Френсис Скотт Фицджеральд происходил из небогатой, но состоятельной семьи, учился в Принстонском университете, где остро ощутил различие между собой и детьми богатых родителей, был призван в армию, но не попал не только на фронт, но даже и за океан — в Европу.
Еще во время учебы в Принстоне Фицджеральд приобрел, как он писал впоследствии, «прочное недоверие, враждебность к классу бездельников — не убеждения революционера, а затаенную ненависть крестьянина. В последующие годы я никогда не мог перестать думать о том, откуда появлялись деньги моих друзей, не мог перестать думать, что однажды нечто вроде права сеньора может быть использовано одним из них по отношению к моей девушке» [3].
Это острое затаенное чувство ненависти к богачам пронизывало с самого начала творчество Фицджеральда. В то же время в душу писателя проникли семена неверия и разочарования. Он с трудом опубликовал первые рассказы и быстро обнаружил, что серьезные вещи не печатаются массовыми журналами, которые способны платить большие гонорары, а принимаются лишь так называемыми маленькими журналами. Тогда же он сделал характерное признание в письме к знакомому: «Неужели нет другого рынка для циничного или пессимистического рассказа кроме журнала „Смарт сет“ или реализм закрывает путь рассказу в любой хорошо оплачивающий журнал, сколь бы хорошо он ни был написан?» [4]
Это высказывание интересно с двух точек зрения: прежде всего из него видно, что Фицджеральд болезненно ощущал враждебность массовых журналов реалистической, правдивой литературе. Вывод, который он из этого сделал, оказался губительным для таланта писателя — Фицджеральд, как известно, в конце концов пошел на уступки этим журналам и даже поступался иногда своими писательскими убеждениями, поставляя соответствующую приемлемую для этих журналов литературную продукцию, за которую получал большие деньги [5].
Интересно понимание реализма Фицджеральдом. Действительно, писатель выступает за реализм, но для него реалистический рассказ — одновременно циничен и пессимистичен. Реализм в представлении Фицджеральда в это время был неизбежно связан с пессимизмом и даже с цинизмом. Впрочем, цинизм Фицджеральд проявлял в большей степени тогда, когда писал рассказы, не соответствовавшие его писательскому кредо. Что касается цинизма лучших его рассказов, это прежде всего цинизм по отношению к буржуазным нормам, и в этом цинизме много и здорового.
Первый роман Фицджеральда — «По эту сторону рая» (1920) — принес ему сразу же славу и известность. В нем проявилась основная тенденция творчества Фицджеральда: обращение к проблеме богатства и его воздействия на судьбу человека.

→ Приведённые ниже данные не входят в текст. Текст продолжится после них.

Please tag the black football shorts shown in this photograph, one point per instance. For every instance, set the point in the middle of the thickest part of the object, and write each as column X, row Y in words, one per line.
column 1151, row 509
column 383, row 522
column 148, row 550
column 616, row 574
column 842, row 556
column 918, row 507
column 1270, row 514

Один из героев романа даже высказывает социалистические идеи. Этот герой, Амори, ненавидит нищету, бедность: «Я не люблю бедных людей… Я ненавижу их за то, что они бедные. Бедность когда-то была прекрасна, но теперь она отвратительна. Это самая отвратительная вещь в мире. По существу лучше быть коррумпированным и богатым, чем быть невинным и бедным» [6].
Но вместе с тем Амори испытывает огромное желание дать народу чувство безопасности. Он видит пути достижения этого в социализме. Он пытается изложить свои социалистические идеалы миллионеру, который везет его в машине, что, как справедливо отмечает английский критик К. Кросс, было «достаточно опасным делом в годы пальмеровских рейдов и ареста Сакко и Ванцетти» [7].
Не прав, однако, Кросс, утверждая, что радикализм Амори основан лишь на личных мотивах, ссылаясь при этом на следующее высказывание героя Фицджеральда: «Я устал жить при системе, при которой самый богатый человек получает самую прекрасную девушку, если он хочет ее, при которой художник без постоянного дохода должен продавать свой талант пуговичному фабриканту… Социальная революция может поднять меня на вершину. Конечно, я самолюбив… Я ненавижу бизнес, я люблю перемены и я убиваю свое сознание… Я продукт гибкого ума беспокойного поколения и имею все основания отдать свой ум и перо радикалам» [8].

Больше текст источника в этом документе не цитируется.